Potasyum iyonunun çözeltiye geçiş eğilimi sodyum iyonunun çözeltiye geçiş eğilimine çok benzemektedir. Çözeltiye geçen potasyum iyonu borik asit çözeltisinde çözünebilen tuzlardan veya potasyum içeren kil minerallerinin dekompozisyonundan kaynaklanabilir. Tablo 7.3 ve 6.3’ün kıyaslanmasından görülebileceği gibi %18’lik borik asit çözeltisinde çözünebilen potasyum konsantrasyonu %20 ve %35 propionik asitli ortamda yürütülen sürekli deneylerde elde edilen değerlere çok yakındır. %18’lik borik asit çözeltisinde oluşan 15 ppm’lik konsantrasyon kaçınılmaz potasyum konsantrasyonu olarak göz önüne alınırsa propionik asit varlığının killerin dekompozisyonu ile gelebilecek potasyum konsantrasyonunu çok düşük seviyeye çektiği görülmektedir. Potasyum iyonu açısından propionik asit varlığının killerin dekompozisyonunu engellemesi magnezyum ve sodyum safsızlıkları için bulunan sonuçlarla benzerdir.
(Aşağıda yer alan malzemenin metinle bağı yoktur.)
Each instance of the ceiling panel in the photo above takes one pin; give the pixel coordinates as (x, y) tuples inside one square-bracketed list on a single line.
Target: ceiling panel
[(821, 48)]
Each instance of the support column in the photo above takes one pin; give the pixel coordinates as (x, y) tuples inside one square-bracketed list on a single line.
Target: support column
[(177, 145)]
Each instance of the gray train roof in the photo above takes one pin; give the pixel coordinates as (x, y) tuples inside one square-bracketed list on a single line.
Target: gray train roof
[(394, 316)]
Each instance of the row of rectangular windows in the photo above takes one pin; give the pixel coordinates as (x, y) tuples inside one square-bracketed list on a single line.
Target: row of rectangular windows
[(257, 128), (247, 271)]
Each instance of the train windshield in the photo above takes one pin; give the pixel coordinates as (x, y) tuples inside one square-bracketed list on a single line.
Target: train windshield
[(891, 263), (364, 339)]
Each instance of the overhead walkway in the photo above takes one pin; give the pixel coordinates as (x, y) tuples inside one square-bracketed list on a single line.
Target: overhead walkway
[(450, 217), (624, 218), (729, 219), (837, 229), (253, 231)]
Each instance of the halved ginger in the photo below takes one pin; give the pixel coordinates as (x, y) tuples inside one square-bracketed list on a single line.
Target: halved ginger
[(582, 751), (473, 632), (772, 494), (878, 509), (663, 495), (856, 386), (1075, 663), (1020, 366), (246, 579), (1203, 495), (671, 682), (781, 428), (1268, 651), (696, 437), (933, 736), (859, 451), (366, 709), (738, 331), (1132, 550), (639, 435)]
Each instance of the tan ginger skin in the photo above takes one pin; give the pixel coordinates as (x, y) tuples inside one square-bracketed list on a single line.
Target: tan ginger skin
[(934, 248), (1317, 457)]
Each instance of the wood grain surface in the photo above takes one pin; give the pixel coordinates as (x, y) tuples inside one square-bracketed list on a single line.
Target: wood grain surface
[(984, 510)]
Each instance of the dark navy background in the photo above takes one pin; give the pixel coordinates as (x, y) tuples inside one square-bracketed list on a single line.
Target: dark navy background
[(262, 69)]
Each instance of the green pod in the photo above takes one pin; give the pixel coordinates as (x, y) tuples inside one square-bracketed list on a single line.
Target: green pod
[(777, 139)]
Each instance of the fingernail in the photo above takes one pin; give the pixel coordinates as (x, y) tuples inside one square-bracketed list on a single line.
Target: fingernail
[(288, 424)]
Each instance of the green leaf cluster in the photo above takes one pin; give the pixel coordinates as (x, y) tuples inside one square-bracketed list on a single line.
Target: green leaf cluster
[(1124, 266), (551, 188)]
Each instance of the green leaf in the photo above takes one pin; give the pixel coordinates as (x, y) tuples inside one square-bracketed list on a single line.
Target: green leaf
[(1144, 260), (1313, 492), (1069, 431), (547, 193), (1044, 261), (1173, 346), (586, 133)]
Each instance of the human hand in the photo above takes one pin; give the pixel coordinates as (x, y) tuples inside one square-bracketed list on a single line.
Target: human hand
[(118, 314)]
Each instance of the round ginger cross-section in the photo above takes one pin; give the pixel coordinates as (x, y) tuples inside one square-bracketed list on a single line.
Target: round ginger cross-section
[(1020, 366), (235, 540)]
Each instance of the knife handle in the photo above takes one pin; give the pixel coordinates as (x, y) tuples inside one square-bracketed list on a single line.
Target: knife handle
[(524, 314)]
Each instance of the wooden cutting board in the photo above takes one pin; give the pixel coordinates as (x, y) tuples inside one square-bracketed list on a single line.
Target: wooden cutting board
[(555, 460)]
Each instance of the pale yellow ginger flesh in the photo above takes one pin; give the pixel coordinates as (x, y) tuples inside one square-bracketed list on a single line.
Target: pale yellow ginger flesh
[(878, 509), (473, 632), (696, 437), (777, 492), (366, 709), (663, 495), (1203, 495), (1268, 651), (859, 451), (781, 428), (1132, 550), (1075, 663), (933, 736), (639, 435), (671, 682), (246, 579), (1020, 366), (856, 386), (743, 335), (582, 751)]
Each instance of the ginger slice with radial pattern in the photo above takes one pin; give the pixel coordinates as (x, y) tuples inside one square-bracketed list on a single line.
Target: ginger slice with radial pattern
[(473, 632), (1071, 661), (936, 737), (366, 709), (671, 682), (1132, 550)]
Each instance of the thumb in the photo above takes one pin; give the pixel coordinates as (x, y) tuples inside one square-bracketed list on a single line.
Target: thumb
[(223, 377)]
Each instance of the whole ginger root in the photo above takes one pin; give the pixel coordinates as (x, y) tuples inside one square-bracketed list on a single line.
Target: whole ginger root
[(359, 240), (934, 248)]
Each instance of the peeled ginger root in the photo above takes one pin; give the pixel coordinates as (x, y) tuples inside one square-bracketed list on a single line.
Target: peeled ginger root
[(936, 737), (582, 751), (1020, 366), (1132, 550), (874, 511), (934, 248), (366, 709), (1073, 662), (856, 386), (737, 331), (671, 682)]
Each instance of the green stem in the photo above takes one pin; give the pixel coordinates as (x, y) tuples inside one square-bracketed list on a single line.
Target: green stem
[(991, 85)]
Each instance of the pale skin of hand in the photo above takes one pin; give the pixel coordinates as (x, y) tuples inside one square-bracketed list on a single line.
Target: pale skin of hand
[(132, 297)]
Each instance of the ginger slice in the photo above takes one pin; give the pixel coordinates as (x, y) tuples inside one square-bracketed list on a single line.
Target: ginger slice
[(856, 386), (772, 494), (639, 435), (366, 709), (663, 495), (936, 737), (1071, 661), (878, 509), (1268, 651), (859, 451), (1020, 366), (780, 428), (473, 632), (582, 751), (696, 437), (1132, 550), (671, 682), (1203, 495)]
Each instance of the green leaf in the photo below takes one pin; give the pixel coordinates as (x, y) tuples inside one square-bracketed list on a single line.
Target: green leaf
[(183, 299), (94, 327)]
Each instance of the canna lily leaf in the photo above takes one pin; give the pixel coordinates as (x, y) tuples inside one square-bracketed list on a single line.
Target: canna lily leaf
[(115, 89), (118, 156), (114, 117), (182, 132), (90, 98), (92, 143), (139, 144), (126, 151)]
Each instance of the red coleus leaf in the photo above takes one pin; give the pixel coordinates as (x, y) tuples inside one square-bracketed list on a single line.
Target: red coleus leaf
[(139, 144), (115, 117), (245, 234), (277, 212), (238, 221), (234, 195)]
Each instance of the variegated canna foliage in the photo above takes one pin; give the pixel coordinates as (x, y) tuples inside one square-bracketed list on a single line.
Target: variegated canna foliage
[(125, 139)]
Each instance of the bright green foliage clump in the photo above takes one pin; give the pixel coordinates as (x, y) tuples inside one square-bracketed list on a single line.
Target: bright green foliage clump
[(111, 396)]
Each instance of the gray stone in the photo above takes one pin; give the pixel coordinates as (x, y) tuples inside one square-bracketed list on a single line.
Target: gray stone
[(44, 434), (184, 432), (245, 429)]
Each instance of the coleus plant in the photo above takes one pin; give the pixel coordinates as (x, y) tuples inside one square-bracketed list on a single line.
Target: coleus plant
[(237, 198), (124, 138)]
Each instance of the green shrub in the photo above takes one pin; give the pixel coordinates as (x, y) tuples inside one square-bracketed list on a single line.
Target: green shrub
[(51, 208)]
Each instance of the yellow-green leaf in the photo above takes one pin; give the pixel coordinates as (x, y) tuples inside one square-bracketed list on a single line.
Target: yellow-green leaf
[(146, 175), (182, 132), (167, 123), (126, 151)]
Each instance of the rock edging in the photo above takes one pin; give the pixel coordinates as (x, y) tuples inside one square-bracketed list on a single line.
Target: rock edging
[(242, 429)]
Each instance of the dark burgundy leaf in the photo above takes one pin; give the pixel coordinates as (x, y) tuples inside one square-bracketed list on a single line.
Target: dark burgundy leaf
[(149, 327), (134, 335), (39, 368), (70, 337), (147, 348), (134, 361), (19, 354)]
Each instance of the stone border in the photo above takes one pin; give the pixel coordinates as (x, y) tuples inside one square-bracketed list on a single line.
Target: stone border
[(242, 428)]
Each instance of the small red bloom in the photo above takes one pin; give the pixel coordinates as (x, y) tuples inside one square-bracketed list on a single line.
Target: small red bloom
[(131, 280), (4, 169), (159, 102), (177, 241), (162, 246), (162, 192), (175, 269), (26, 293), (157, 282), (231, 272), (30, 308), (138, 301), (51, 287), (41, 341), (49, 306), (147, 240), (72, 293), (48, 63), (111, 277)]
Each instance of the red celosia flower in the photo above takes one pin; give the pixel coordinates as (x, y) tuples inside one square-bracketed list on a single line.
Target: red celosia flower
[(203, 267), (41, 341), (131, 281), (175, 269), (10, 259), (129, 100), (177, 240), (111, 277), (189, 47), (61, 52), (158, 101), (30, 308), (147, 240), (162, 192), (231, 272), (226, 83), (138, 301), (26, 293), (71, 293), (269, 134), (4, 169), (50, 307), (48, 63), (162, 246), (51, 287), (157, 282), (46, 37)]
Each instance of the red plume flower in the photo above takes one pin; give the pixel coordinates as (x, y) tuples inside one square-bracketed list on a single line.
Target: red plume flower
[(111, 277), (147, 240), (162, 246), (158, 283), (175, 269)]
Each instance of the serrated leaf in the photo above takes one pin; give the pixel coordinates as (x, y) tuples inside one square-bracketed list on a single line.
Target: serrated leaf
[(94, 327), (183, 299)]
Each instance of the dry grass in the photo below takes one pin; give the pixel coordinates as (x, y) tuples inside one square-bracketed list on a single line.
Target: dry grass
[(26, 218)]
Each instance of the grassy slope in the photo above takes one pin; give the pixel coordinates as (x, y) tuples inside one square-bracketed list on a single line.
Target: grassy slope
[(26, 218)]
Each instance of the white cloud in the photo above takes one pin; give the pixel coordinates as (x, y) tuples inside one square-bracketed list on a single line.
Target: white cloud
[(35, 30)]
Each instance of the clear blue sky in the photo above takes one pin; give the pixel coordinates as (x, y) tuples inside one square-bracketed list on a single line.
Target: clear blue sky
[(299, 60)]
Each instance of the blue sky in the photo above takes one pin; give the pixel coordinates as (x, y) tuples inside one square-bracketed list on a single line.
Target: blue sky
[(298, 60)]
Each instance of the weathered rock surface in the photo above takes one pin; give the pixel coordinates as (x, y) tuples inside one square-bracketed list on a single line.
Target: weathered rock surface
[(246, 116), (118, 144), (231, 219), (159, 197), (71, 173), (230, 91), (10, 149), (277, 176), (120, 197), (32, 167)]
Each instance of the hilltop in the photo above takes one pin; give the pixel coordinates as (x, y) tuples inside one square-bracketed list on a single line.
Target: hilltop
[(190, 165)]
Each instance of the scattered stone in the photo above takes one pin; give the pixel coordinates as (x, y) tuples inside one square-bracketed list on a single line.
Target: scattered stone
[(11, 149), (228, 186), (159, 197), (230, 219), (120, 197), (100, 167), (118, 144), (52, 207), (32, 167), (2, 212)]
Yukarıdaki açıklamalardan bağımsız olarak, yalnızca reaksiyonlar sonucunda çözeltide elde edilen potasyum konsantrasyonu açısından düşünülürse, %40.5 B2O3 içeren cevherin propionik asit içeren ortamdaki reaksiyonlarından elde edilen sonuçların %45.5 B2O3 içeren cevherin %100 sülfürik asitli ortamdaki reaksiyonundan elde edilen sonuçlara eşdeğer olduğu görülür.

Tablo 7.3 ve Şekil 6.14 karşılaştırıldığında, propionik asit varlığında gerçekleştirilen sürekli reaksiyon deneylerinde elde edilen potasyum konsantrasyonlarının aynı şartlarda yürütülen kesikli deneyler sonucunda elde edilenlerle hemen hemen aynı olduğu görülmektedir. %100 sülfürik asit ile gerçekleştirilen reaksiyonlar için ise sürekli deneylerde kesikli yürütülene kıyasla daha yüksek potasyum konsantrasyonları elde edilmiştir. Benzer duruma çözeltiye magnezyum geçişinde de rastlanmış olup bunun sebebi daha önce de açıklandığı gibi sürekli reaksiyon ortamında daha fazla serbest sülfürik asitin bulunmasıdır.